In coining the term, "Multiculturalism 2.0," Habacon argues that Web 2.0 has changed the way multicultural citizens perceive, interact, and communicate. There are two particular thought-provoking concepts worth elaborating:
(1) Social Networking - There are a number of reasons why technology exerts a greater influence than demographics. Technological change is moving at a rate much faster than demographics; advances in technology are being driven by industry and commerce. Facebook has become the staple of everyone’s discussion. For the first time in the Internet’s history, something other than pornography is driving the Web—namely, social networking.
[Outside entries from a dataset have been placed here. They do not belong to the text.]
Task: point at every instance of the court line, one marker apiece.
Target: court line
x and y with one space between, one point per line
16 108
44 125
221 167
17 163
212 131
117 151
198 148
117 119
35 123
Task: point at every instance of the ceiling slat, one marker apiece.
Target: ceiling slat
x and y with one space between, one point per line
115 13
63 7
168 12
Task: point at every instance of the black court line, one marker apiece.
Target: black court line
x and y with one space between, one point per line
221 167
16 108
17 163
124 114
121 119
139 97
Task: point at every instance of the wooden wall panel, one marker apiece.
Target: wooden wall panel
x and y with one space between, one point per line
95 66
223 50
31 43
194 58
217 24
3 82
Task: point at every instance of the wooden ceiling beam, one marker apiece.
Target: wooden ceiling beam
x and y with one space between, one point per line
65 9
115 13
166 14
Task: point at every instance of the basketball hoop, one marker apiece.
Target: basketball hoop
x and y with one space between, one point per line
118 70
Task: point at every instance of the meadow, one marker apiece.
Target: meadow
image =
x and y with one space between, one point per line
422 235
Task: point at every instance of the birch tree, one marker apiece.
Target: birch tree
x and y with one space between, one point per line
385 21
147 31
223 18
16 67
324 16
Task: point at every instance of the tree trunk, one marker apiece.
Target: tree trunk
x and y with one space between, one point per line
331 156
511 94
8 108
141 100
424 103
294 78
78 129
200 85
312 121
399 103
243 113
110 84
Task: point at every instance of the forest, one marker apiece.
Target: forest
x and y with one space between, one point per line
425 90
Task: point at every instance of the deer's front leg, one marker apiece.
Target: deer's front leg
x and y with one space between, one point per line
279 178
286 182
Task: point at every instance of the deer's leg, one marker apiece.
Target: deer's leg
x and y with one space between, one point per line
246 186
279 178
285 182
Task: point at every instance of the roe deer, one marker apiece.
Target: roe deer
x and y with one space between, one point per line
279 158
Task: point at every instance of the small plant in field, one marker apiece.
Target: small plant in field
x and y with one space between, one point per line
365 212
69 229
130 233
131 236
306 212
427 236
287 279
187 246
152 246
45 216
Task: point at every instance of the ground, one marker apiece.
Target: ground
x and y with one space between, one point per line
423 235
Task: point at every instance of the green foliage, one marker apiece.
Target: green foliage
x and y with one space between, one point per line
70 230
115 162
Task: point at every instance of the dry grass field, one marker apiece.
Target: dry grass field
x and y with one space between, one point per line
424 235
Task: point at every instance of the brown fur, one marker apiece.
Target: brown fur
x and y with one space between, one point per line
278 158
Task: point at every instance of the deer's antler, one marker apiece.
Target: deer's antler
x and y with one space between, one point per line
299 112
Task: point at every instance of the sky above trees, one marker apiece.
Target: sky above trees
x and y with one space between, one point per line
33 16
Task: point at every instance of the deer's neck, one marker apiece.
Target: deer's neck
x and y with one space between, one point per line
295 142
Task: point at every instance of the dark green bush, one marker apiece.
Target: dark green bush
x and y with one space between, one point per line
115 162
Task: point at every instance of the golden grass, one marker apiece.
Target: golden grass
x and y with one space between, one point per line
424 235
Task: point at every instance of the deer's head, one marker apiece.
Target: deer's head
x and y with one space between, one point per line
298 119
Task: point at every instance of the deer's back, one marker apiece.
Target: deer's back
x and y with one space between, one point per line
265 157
(2) Schema Model - The “schema” model of multiculturalism is based on the Internet. Imagine each one of the websites you use on a daily basis as an online space you occupy. Using this, you could draw a map (or schema) of the spaces you navigate through and essentially create a snapshot of your online identity—which, like your cultural identity, is fluid and is not limited to “websites about websites.” The Schema model includes all forms of culture: work cultures, music sub-cultures, academic cultures, virtual on-line cultures, media consumption cultures, and the most commonly shared Canadian cultural space: sports.
The most Internet-savvy new immigrants who arrive in Canada have better survival skills and have done more real research before they arrive. Many already have friends they have met online, and have found a place to stay on Craigslist. They may even have found a job before landing in Canada. The new immigrant of 2017 will be more savvy, more virtually mobile, and more connected as industry-driven advances in communication and media technology continue to rocket forward.